以前も松永和紀さんの『メディア・バイアス あやしい健康情報とニセ科学』を紹介したけれど、さらに化学物質について非常に判りやすく解説した『化学物質はなぜ嫌われるのか』という本が出たので早速買ってきた。
この本を読むと、消費者の農薬や食品添加物に対するアレルギーは異常ということが良くわかる。現在、私達の生活ではゼロリスクはないことを理解すべきだろう。
今回の事故米程度の残留濃度の農薬やアフラトキシンよりもタバコやアルコールの方が発ガン性のリスクが大きくなるはずだ。

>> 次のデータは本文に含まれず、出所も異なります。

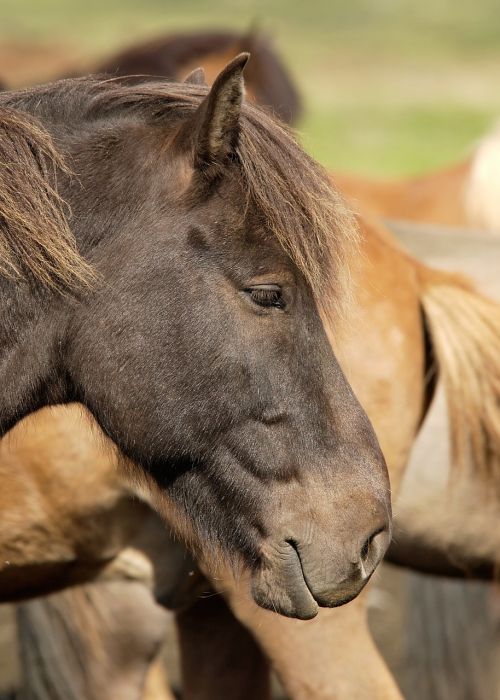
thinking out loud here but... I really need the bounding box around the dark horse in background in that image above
[93,29,302,124]
[0,56,391,621]
[0,28,302,125]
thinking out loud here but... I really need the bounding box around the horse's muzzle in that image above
[251,523,391,619]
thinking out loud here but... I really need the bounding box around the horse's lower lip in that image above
[251,579,319,620]
[250,542,319,620]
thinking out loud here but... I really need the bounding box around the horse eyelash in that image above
[249,288,285,308]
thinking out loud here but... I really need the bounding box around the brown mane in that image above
[0,106,95,291]
[2,77,357,316]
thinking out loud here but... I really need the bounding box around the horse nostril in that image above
[360,537,371,563]
[360,526,386,564]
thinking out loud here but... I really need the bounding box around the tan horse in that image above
[3,212,500,699]
[332,124,500,233]
[0,405,191,700]
[2,406,258,700]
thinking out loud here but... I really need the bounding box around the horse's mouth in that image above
[250,540,319,620]
[250,536,381,620]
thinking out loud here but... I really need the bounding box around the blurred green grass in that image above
[2,0,500,175]
[302,104,498,174]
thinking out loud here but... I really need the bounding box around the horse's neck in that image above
[333,217,427,494]
[0,282,68,435]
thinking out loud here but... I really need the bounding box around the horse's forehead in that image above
[179,196,294,274]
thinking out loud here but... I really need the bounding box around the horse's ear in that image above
[183,67,208,86]
[179,53,249,179]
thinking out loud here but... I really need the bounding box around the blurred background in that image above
[1,0,500,175]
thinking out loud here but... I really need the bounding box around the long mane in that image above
[0,106,95,291]
[1,76,357,317]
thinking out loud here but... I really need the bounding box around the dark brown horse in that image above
[5,214,500,699]
[0,57,391,620]
[94,29,302,124]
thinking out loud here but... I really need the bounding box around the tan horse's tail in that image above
[417,266,500,482]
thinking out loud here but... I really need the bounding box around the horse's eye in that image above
[245,284,285,309]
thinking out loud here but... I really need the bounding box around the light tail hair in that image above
[419,270,500,483]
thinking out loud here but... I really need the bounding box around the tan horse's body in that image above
[333,124,500,234]
[333,161,471,228]
[2,215,500,699]
[0,407,193,700]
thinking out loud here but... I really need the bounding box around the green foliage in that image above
[302,105,498,174]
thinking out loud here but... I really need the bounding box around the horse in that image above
[332,123,500,232]
[0,404,167,602]
[3,211,500,698]
[0,58,392,621]
[2,30,302,125]
[91,28,302,124]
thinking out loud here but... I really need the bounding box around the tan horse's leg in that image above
[176,593,271,700]
[221,583,403,700]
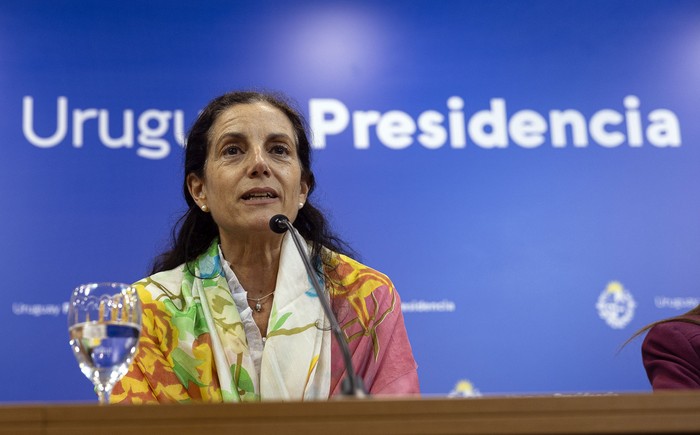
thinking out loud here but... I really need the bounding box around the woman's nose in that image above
[248,146,270,177]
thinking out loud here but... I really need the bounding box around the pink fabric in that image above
[112,249,419,403]
[329,282,420,396]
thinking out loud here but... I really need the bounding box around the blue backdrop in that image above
[2,0,699,402]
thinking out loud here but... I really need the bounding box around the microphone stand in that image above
[270,214,367,398]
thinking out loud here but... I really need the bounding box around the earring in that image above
[298,202,304,209]
[201,205,209,212]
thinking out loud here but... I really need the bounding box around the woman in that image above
[111,91,419,403]
[640,304,700,390]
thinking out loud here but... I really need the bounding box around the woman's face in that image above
[187,102,309,239]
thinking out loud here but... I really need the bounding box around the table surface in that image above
[2,391,700,435]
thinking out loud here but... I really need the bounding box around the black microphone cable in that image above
[269,214,367,398]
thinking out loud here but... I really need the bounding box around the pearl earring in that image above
[299,202,304,209]
[201,205,208,212]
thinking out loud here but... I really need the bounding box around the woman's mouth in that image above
[241,189,279,202]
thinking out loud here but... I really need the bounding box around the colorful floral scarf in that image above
[199,232,330,400]
[112,235,419,403]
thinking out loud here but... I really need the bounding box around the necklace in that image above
[247,291,275,312]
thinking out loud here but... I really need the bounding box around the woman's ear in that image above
[298,177,310,206]
[187,173,207,210]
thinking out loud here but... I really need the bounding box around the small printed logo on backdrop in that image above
[448,379,482,398]
[596,281,636,329]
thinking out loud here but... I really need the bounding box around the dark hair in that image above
[151,91,352,274]
[639,304,700,331]
[623,304,700,348]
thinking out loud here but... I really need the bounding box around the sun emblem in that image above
[448,379,482,398]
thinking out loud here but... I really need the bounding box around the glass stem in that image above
[96,384,112,405]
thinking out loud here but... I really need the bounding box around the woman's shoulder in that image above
[642,315,700,389]
[323,252,393,290]
[322,251,402,313]
[646,316,700,338]
[643,315,700,354]
[132,264,188,298]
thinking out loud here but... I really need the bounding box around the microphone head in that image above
[269,214,290,234]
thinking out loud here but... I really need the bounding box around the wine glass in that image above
[68,282,142,404]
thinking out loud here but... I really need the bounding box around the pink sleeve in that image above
[368,301,420,395]
[330,281,420,396]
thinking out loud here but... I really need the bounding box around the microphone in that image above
[269,214,289,234]
[269,214,367,398]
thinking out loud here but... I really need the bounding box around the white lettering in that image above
[26,95,683,158]
[417,111,446,149]
[99,109,134,149]
[509,110,547,148]
[22,96,184,159]
[550,110,588,148]
[309,98,349,149]
[12,303,61,317]
[72,107,99,148]
[137,110,171,160]
[173,110,186,147]
[447,96,466,148]
[22,96,68,148]
[401,299,457,313]
[589,109,625,148]
[654,296,699,310]
[376,110,415,150]
[352,110,381,149]
[306,96,681,151]
[647,109,681,147]
[624,95,643,147]
[468,98,508,149]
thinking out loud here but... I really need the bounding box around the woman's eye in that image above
[271,144,289,155]
[223,145,241,155]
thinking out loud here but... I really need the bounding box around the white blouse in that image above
[218,246,265,379]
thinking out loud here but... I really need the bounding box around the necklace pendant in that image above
[255,302,262,312]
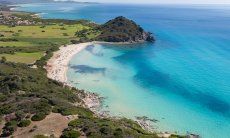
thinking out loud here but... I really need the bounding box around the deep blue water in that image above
[16,3,230,138]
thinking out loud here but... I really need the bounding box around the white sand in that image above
[45,41,136,84]
[45,42,103,114]
[46,42,92,85]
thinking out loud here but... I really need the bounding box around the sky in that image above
[54,0,230,4]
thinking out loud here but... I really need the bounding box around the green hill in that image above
[74,16,155,43]
[96,16,154,43]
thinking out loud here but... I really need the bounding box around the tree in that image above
[15,111,26,120]
[0,33,4,37]
[31,113,46,121]
[18,120,31,127]
[61,130,80,138]
[1,56,6,63]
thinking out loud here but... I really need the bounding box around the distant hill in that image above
[0,0,97,5]
[0,0,52,4]
[96,16,155,43]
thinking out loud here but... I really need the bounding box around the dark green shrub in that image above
[1,126,15,137]
[53,105,93,117]
[63,33,69,36]
[15,111,26,120]
[28,98,52,115]
[114,128,123,136]
[0,93,7,102]
[100,127,110,135]
[0,104,15,115]
[70,39,78,44]
[61,130,80,138]
[0,38,18,42]
[5,120,18,127]
[40,25,46,28]
[31,113,46,121]
[1,56,7,63]
[60,27,66,30]
[59,108,78,116]
[1,120,18,137]
[68,119,79,127]
[18,120,31,127]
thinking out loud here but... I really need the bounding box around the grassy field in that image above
[0,41,34,47]
[0,52,44,64]
[0,24,89,38]
[0,23,91,64]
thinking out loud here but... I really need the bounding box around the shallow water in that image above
[17,3,230,138]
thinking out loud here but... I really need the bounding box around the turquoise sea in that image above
[16,3,230,138]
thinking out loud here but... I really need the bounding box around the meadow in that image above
[0,52,44,64]
[0,24,88,38]
[0,24,90,64]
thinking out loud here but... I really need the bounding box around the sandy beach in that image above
[45,41,130,84]
[45,42,104,114]
[46,42,92,85]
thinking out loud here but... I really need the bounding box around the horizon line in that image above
[52,0,230,5]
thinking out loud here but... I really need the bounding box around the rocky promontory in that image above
[96,16,155,43]
[74,16,155,44]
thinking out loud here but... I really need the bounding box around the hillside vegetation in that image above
[97,16,154,42]
[75,16,155,43]
[0,62,186,138]
[0,10,186,138]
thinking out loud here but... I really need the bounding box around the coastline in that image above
[45,42,179,137]
[45,41,143,85]
[45,42,106,115]
[1,3,217,138]
[45,42,158,132]
[46,42,92,85]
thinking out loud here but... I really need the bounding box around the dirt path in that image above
[13,113,77,138]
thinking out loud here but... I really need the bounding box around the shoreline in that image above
[45,41,158,132]
[45,42,103,112]
[45,42,108,116]
[2,4,196,138]
[45,41,142,85]
[46,42,92,85]
[45,42,180,137]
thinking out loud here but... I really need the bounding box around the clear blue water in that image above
[16,3,230,138]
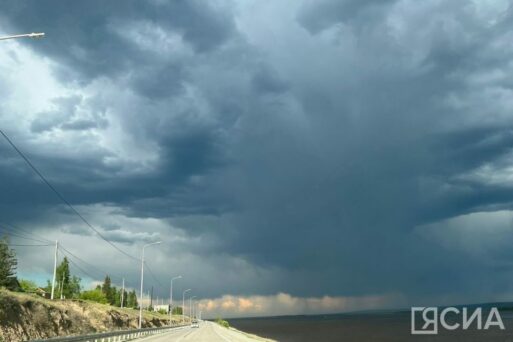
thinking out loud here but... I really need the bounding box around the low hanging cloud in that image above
[198,293,407,318]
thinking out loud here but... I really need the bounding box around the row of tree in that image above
[0,237,139,308]
[43,257,81,299]
[43,258,139,308]
[93,275,138,308]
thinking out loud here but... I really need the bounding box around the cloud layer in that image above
[2,0,513,316]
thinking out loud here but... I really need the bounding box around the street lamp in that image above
[139,241,162,329]
[169,275,182,325]
[0,32,45,41]
[189,296,196,324]
[182,289,191,324]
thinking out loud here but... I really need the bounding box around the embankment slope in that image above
[0,289,181,341]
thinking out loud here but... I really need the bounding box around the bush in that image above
[20,279,38,292]
[19,279,38,293]
[215,318,230,328]
[80,289,108,304]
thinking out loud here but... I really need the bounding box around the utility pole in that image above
[51,240,58,300]
[121,278,125,309]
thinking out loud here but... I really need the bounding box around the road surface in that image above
[137,321,273,342]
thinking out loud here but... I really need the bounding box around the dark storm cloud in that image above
[1,1,235,81]
[298,0,397,33]
[3,0,513,303]
[0,0,241,222]
[214,0,513,298]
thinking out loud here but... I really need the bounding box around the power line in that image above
[64,252,99,280]
[0,224,50,243]
[0,129,140,262]
[145,262,164,288]
[8,244,53,247]
[0,228,50,244]
[0,222,128,285]
[0,222,131,288]
[59,245,126,284]
[59,247,106,281]
[0,221,53,244]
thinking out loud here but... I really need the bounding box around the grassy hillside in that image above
[0,289,185,341]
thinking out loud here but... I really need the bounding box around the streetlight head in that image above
[29,32,45,39]
[145,241,162,247]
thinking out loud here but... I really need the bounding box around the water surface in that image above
[229,311,513,342]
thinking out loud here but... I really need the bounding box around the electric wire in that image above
[8,244,53,247]
[0,129,140,262]
[63,251,99,280]
[59,245,125,284]
[0,220,53,244]
[0,222,127,285]
[0,228,51,244]
[145,262,164,288]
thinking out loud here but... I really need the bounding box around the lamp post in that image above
[0,32,45,41]
[189,296,196,324]
[169,275,182,325]
[139,241,162,329]
[182,289,191,324]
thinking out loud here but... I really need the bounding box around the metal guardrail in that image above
[29,324,190,342]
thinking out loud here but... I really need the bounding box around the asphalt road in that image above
[137,321,272,342]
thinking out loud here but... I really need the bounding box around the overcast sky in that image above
[1,0,513,318]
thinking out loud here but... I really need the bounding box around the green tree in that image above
[113,287,128,307]
[55,257,70,299]
[68,275,82,299]
[80,289,108,304]
[0,237,18,290]
[101,275,115,305]
[127,290,138,308]
[113,287,120,307]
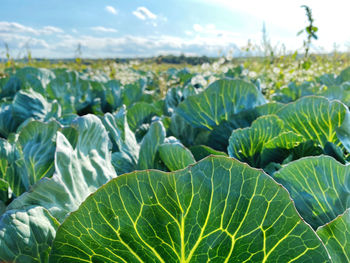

事故米をだまされて買った、焼酎メーカーや酒造メーカーは、風評被害を恐れて製品の回収をしているようだけれど、製品を分析して農薬やカビ毒が検出されなければ製品としては問題がないのだから、販売を続ければいいと思う。
それにしても農林水産省の農政事務所の無能ぶりは目を覆いたくなる。以前にも食肉偽装事件でも情報があったにもかかわらず騒ぎが大きくなるまで動けなかった。
白須事務次官は、三笠フーズの立ち入り検査をおこなった職員を処分する方針を発表している。きちんと対処して欲しい。